Prof. Hites found that such method could be robust even for small data and interesting, such fitted LOQ would be much higher than we get from the analysis method. So our LOQ might not be sensitivity as we thought.

My comment is that maybe the assumption of \(p(x)\) just get the nature of the trace analysis. If we insist the analysis method is sensitivity, then maybe the LOQ we fitted is just another environmental threshold which implied something.

However, we could use such method to simulate the less than obvious for our data. In fact, MLE(maximum-likelihood estimation) and some robust method could be used to impute our data. Then we need to do some inferences about our data.

Hypothesis Testing and Regression

In most cases, we could not directly use an imputed data for hypothesis testing and regression. However, some statistical methods could help us to find the answer.

When the missing values is less than 20%, Kendall’s robust line fit could be used. Such method get the pairwise slope of all of the data with missing values zero or imputed data. Then the median of the slope were used to fit the data.

When the missing values is less than 50% and more than 20%. Tobit regression and logistic regression could be used. For Tobit regression, we use MLE instead of OLS(ordinary least squares) to fit the parameters. For logistic regression, we could treat the detected samples as 1 and non-detected samples as 0 to make analysis. However, such method could only show little information form concentration distribution. Anyway only one or two high concentration might also show little information.

When little compounds detected, only the logistic regression and contingency table analysis with Chi-square test would be performed.

When you want to discuss the relationship between two group of samples with imputed data, only the robust method such as Kendall’s \(\tau\) and Spearman’s \(\rho\) could be used.

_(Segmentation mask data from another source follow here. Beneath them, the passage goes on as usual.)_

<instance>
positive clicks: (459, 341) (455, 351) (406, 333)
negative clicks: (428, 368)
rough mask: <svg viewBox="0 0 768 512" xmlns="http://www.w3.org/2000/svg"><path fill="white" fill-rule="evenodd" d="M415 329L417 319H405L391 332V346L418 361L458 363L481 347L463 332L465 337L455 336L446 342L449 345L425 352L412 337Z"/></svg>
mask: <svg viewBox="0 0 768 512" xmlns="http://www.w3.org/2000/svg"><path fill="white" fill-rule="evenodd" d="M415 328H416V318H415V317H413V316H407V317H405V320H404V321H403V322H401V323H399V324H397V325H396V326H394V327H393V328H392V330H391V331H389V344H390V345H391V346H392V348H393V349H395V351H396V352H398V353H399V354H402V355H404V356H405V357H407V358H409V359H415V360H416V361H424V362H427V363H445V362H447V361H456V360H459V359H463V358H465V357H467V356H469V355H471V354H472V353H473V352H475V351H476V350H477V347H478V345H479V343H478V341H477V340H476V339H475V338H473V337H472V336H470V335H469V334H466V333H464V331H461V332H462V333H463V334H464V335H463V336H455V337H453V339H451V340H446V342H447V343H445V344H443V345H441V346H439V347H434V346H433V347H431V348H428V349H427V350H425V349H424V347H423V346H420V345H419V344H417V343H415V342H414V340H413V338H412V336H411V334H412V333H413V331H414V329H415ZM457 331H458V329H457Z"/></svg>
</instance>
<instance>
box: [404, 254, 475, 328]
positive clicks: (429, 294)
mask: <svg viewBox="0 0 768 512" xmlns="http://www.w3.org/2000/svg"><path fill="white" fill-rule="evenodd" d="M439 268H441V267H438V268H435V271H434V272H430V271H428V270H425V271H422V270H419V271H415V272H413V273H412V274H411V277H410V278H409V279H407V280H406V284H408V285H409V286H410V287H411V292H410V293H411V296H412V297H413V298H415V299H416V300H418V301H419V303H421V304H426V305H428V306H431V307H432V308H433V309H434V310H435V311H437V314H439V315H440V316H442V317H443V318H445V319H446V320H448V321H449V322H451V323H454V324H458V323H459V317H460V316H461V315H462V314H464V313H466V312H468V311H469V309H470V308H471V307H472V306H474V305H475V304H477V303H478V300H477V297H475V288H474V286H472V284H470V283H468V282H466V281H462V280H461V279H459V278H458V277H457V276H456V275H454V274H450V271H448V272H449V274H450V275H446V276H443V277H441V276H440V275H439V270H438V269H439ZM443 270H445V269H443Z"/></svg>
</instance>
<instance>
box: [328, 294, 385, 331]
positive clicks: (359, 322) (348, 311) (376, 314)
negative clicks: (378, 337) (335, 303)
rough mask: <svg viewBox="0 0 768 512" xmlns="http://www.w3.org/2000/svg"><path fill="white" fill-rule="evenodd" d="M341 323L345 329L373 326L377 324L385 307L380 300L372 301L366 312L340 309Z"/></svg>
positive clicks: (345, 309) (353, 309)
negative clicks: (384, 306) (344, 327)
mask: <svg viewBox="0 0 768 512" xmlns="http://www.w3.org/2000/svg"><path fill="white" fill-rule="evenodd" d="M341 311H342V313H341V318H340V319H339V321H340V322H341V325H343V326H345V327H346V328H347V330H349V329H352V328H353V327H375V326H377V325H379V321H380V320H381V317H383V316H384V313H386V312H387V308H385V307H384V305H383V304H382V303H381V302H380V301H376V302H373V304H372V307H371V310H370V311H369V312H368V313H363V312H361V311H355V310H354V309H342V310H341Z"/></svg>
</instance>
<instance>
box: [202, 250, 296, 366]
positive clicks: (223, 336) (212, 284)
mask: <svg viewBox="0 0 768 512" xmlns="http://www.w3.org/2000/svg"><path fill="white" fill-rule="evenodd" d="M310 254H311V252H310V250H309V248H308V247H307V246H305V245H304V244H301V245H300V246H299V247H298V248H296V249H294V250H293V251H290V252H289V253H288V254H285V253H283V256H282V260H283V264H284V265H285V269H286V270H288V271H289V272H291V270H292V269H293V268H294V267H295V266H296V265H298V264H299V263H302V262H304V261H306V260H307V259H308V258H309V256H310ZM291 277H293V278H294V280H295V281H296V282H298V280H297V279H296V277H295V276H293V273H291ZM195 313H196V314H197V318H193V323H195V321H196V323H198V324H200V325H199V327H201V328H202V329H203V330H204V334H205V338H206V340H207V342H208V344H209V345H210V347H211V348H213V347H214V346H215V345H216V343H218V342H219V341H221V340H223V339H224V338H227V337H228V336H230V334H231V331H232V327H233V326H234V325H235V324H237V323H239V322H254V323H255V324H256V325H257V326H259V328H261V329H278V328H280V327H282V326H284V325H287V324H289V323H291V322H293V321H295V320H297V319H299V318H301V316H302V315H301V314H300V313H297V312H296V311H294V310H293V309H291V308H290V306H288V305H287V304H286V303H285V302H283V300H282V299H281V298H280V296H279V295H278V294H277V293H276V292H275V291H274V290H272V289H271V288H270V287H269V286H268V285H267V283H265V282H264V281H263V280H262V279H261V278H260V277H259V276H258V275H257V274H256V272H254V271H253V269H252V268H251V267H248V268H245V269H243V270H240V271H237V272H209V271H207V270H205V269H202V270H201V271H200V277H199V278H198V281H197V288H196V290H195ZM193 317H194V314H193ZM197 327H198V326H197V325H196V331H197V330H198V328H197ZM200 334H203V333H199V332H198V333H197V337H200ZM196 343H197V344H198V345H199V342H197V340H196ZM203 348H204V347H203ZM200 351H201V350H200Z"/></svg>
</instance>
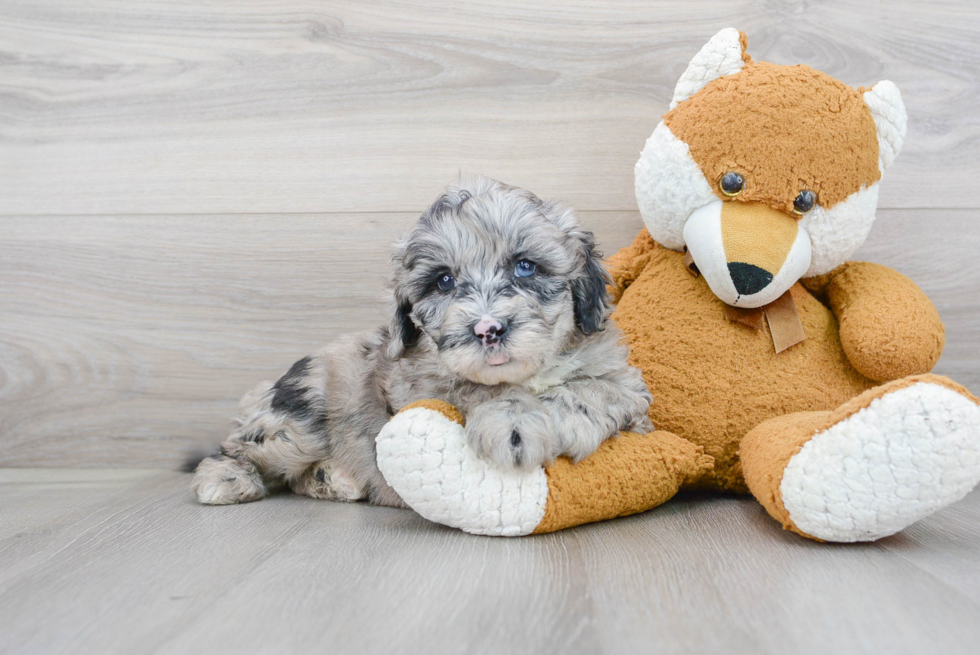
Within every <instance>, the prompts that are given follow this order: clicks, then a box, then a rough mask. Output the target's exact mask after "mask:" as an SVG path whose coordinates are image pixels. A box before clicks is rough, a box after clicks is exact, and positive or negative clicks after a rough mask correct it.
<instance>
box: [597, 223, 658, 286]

Ok, the core of this post is “Less thans are valuable data.”

References

1.Hites, R. A. A Statistical Approach for Left-Censored Data: Distributions of Atmospheric Polychlorinated Biphenyl Concentrations near the Great Lakes as a Case Study. Environmental Science & Technology Letters 150831163839007 (2015). doi:10.1021/acs.estlett.5b00223

2.Helsel, D. R. Less than obvious - statistical treatment of data below the detection limit. Environ. Sci. Technol. 24, 1766–1774 (1990).